One reason the reality of our dependence on water is being brought up is that, like too many things, we tend very much to take it for granted, even when it is rationed, as in no watering lawns, no washing cars, and the like. It’s quite likely that, unless we are told to use no more than, say, three gallons per day per person and it is enforced, many of us would continue to waste water simply because we take it for granted that it will always be there.
People take for granted different things: our cars, the toilet, the supermarket, our computers (although not as many as our cars, for example, since computers tend to crash way more often), even all our electronic gadgets. These things can be fixed usually. Too often, we take our family, our friends, and others for granted, not truly realizing how dependent on them we are, just as with water. The big difference, of course, is that, being human means that we are subject to all the frailties of this condition, which means that taking for granted those around us can lead to irretrievably and irreplaceably lost relationships, relationships whose existence we depend on way more than we know. When human relationships go wrong, they are not as easily fixed as are inanimate things.
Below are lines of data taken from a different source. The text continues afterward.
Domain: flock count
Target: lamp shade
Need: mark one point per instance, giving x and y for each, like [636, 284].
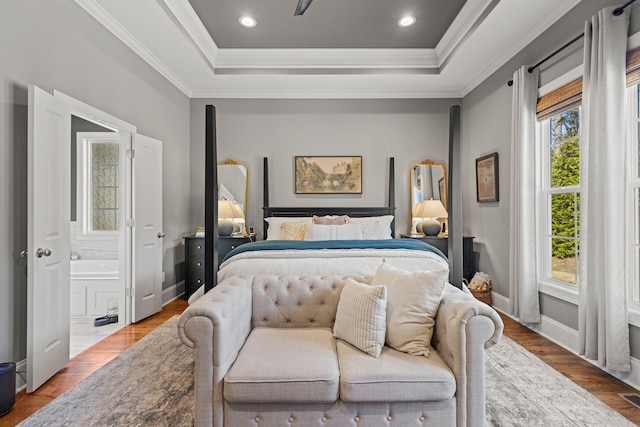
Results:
[227, 212]
[430, 209]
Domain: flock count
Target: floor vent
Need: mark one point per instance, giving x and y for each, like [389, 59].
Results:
[632, 398]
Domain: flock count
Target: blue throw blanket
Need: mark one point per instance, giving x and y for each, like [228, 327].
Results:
[274, 245]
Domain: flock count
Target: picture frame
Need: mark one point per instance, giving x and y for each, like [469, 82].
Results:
[328, 175]
[487, 182]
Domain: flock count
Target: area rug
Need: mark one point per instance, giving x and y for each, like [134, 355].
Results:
[151, 384]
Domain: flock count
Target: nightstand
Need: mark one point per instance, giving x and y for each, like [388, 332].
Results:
[194, 258]
[442, 243]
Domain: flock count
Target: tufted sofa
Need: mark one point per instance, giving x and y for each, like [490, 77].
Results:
[265, 356]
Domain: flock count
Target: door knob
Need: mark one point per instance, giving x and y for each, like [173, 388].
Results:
[40, 252]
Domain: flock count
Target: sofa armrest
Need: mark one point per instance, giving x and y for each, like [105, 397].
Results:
[464, 329]
[216, 326]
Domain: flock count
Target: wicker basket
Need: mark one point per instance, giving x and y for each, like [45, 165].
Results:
[484, 296]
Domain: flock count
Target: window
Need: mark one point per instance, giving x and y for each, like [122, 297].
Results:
[633, 111]
[98, 185]
[559, 137]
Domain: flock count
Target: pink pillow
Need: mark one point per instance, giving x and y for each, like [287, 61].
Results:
[331, 220]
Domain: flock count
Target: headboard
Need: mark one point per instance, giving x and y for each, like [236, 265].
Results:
[355, 212]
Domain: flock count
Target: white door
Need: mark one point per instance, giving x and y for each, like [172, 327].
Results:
[148, 234]
[48, 236]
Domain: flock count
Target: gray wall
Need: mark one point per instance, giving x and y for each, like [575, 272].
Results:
[486, 119]
[248, 130]
[57, 45]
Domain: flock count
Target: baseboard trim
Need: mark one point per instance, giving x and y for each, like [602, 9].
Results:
[172, 293]
[567, 338]
[21, 375]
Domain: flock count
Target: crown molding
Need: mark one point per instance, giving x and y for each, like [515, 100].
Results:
[465, 22]
[104, 18]
[324, 87]
[327, 58]
[189, 21]
[493, 64]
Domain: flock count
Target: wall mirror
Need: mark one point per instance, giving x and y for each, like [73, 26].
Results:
[232, 197]
[427, 181]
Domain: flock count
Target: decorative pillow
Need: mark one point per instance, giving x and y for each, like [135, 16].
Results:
[273, 232]
[332, 232]
[370, 229]
[413, 299]
[292, 230]
[331, 220]
[381, 224]
[360, 316]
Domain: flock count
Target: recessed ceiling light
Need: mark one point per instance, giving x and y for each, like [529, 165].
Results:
[248, 21]
[406, 21]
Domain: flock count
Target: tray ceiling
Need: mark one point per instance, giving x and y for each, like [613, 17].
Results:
[337, 49]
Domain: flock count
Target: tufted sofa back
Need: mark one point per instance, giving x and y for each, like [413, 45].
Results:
[296, 301]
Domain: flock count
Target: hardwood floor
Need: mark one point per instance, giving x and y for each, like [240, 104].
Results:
[597, 382]
[86, 363]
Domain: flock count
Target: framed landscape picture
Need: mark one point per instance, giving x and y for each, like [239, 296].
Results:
[328, 174]
[487, 189]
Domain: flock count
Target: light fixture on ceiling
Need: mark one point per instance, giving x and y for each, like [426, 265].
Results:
[248, 21]
[406, 21]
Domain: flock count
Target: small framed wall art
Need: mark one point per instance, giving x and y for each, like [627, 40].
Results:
[487, 184]
[328, 175]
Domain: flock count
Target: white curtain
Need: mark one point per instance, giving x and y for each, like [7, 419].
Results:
[603, 329]
[523, 281]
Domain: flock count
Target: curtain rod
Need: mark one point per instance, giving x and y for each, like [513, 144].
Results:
[616, 12]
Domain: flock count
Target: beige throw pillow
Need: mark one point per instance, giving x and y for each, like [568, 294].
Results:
[413, 299]
[360, 316]
[331, 220]
[292, 231]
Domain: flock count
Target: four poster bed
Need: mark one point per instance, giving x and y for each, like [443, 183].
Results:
[296, 332]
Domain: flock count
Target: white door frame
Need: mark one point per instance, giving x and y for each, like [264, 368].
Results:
[148, 234]
[126, 132]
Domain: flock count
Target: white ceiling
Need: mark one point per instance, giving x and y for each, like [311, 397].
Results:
[200, 47]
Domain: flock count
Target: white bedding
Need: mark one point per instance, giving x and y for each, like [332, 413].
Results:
[359, 262]
[344, 262]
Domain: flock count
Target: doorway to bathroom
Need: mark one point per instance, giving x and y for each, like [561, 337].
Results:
[96, 281]
[135, 205]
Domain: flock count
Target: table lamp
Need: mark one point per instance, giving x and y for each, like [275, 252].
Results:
[430, 211]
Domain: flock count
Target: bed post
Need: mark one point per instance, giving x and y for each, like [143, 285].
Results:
[454, 197]
[392, 194]
[210, 201]
[265, 194]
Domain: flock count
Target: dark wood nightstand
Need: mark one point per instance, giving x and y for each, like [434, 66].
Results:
[194, 258]
[442, 243]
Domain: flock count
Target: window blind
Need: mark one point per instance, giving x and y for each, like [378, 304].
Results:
[570, 95]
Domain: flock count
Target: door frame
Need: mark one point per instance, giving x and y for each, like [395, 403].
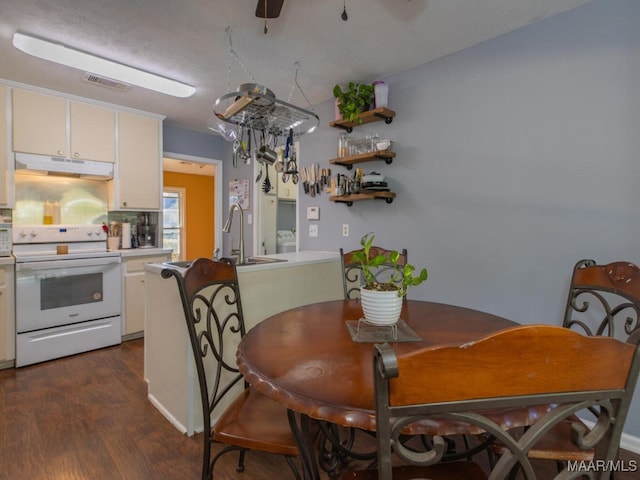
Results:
[218, 194]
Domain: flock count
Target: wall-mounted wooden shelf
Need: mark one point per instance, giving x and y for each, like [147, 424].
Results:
[356, 197]
[350, 160]
[375, 115]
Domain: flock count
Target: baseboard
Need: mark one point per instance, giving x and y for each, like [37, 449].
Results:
[7, 364]
[630, 443]
[132, 336]
[166, 414]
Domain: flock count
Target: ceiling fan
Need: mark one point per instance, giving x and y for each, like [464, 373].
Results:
[269, 8]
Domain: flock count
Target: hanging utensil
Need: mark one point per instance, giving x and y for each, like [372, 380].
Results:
[234, 156]
[266, 186]
[247, 150]
[280, 165]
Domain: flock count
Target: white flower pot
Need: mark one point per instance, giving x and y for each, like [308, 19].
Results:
[380, 308]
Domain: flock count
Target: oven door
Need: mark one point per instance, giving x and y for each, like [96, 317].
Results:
[62, 292]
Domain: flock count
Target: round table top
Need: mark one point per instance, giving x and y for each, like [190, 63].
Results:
[306, 359]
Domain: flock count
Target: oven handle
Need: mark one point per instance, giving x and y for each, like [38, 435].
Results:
[78, 262]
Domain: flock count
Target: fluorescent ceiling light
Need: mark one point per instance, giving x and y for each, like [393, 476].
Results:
[58, 53]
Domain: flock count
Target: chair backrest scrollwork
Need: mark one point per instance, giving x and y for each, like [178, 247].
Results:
[212, 307]
[604, 300]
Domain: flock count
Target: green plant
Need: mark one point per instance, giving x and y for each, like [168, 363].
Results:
[398, 277]
[355, 99]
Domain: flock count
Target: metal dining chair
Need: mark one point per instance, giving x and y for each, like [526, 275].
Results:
[603, 300]
[352, 278]
[515, 368]
[233, 413]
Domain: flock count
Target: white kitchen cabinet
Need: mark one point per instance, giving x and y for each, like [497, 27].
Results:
[6, 198]
[7, 316]
[139, 181]
[40, 126]
[134, 292]
[39, 123]
[287, 190]
[93, 132]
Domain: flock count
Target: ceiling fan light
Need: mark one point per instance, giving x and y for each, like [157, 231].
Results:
[58, 53]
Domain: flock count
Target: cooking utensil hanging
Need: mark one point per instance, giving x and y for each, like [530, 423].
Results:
[247, 149]
[266, 186]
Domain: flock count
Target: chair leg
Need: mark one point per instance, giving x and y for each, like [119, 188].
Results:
[240, 467]
[209, 472]
[293, 467]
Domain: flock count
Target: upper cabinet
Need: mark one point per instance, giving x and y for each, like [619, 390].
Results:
[4, 149]
[39, 123]
[139, 182]
[40, 126]
[93, 132]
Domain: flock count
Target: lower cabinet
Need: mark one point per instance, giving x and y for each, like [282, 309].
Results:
[134, 293]
[7, 316]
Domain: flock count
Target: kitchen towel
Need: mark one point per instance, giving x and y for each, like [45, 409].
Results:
[126, 235]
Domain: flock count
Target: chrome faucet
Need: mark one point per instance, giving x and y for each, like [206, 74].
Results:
[227, 228]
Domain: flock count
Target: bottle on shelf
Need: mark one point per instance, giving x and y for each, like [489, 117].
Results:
[381, 94]
[343, 144]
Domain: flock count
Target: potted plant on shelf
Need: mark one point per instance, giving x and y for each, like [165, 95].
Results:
[381, 297]
[356, 99]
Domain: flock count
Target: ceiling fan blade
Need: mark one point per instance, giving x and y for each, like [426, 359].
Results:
[273, 8]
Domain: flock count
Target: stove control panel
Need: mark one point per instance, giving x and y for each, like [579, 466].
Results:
[5, 240]
[26, 234]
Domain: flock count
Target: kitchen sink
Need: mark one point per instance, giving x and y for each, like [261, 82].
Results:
[247, 261]
[260, 260]
[180, 264]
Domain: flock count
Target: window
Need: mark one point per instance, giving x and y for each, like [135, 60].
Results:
[173, 232]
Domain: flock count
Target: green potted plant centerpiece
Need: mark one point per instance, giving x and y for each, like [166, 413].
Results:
[381, 296]
[356, 98]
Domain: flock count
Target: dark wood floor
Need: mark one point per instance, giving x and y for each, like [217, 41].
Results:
[87, 417]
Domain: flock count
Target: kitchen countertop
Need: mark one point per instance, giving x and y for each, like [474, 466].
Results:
[292, 259]
[139, 252]
[7, 260]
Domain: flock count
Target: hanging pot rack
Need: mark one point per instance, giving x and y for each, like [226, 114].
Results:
[256, 107]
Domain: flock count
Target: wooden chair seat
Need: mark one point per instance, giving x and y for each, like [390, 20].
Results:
[474, 380]
[603, 300]
[256, 422]
[441, 471]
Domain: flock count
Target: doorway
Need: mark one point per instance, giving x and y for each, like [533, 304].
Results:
[200, 180]
[276, 225]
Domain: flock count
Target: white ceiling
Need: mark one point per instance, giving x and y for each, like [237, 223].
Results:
[186, 40]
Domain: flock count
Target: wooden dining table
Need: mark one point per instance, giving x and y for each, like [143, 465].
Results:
[317, 361]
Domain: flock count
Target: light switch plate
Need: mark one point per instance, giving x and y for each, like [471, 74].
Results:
[313, 213]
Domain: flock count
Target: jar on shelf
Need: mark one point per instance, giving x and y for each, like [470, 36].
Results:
[380, 93]
[343, 145]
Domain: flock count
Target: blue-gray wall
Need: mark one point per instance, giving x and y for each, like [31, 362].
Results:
[189, 142]
[515, 159]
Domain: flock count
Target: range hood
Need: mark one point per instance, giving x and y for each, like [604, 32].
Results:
[45, 165]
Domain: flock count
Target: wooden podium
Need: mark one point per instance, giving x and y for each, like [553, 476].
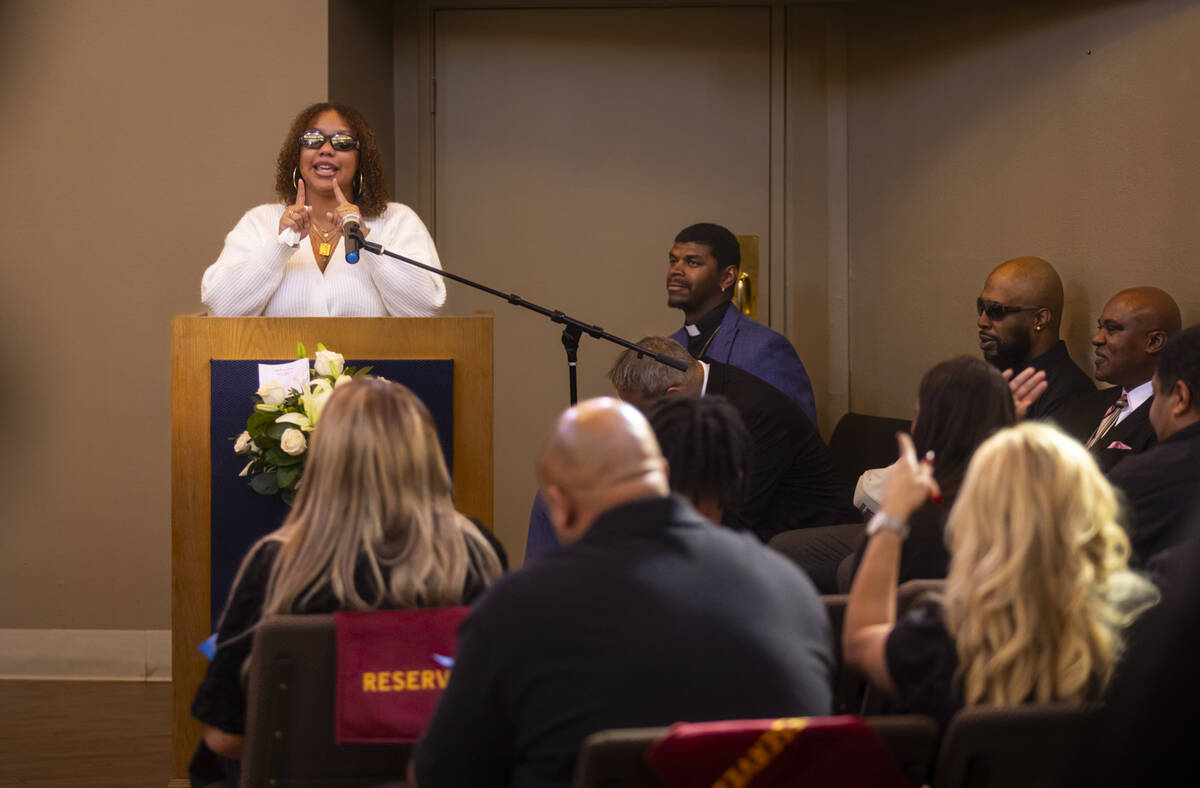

With all this rain pouring down, it’s difficult to envision that we are still in a drought condition. In somewhat the same way, with all the love with which we are enwrapped by family and friends, it is difficult to envision that we are taking them for granted, unless we think about it. However, just as we cannot live without water, we cannot live the life we are living without them. Use this Ohigan (Spring Equinox) to give some thought to your life and the way in which you are living it. Then express your love and friendship to those around you, who make it possible for you to be.